College sports fans pretend it's impressive or important or funny because content, but holy crap is it dumb. And it was taken to a whole new level on Monday as the founder of Raising Canes "bought 6,000 jello shots" to push LSU over the top and set a bunch of "records." Everyone was very excited.

Of course, the only people who should be happy are the owners of the bar as some rich doofus handed over $30,000 for a bunch of drinks that probably don't even have to be made. I mean, how does one purchase 6,000 Jello shots exactly? Did the bar have to produce them all right then? It's not like they set them out on the bar to be counted. Is it even legal to sell that many units of alcohol at once to a single person? Was he simply paying for the next 6,000 requests for a Jello shot by LSU fans? And you can't seriously expect us to believe that the Guinness Book of World Records is entertaining the notion of "most Jello shots purchased" as a book-worthy accomplishment.

Now it's not even the pure athletic-adjacent drinking pursuit it was just a year ago. Rich guys from various colleges will show up in town, buy a thousand Jello shots at a time that will never actually be made, and probably get to write it off as a charitable donation on their taxes. What exactly does this prove?
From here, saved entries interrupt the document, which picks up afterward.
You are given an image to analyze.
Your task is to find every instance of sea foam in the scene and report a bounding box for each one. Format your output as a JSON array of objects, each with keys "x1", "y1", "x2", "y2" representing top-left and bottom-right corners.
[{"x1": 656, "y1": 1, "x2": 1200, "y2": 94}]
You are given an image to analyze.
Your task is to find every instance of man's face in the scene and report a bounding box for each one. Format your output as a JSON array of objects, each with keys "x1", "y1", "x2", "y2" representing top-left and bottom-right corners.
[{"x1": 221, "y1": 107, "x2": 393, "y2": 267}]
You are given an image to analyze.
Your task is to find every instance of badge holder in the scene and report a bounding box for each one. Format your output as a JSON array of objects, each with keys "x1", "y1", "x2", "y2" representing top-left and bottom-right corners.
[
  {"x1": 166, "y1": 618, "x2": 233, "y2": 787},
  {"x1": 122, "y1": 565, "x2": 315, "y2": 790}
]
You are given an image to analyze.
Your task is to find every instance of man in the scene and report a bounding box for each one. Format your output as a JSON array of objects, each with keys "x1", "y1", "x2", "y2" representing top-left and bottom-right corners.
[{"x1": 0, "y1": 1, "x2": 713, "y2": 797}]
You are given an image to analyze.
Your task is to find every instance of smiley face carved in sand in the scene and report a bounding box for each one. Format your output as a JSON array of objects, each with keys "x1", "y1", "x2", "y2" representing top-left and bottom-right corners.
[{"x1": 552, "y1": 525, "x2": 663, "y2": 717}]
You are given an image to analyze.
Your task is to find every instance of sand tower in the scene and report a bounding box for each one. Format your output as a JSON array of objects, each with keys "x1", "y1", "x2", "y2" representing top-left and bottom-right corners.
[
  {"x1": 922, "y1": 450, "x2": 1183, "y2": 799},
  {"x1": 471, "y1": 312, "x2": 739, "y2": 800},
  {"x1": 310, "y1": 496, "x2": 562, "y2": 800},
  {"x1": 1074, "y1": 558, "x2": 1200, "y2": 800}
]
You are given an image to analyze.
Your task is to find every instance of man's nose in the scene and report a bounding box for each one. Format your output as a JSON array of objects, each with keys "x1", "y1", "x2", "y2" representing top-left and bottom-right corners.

This is why the College World Series Jello Shot Challenge needs some unwritten rules. No more mass purchases. Every Jello shot bought must be consumed by someone in that person's party. Shots can only be transferred to a third party when indicated by language such as "can I buy you a Jello shot?" These are the things we need to consider if we want to keep this contest a pure test of fandom. The integrity of the game across the street from the game has been compromised.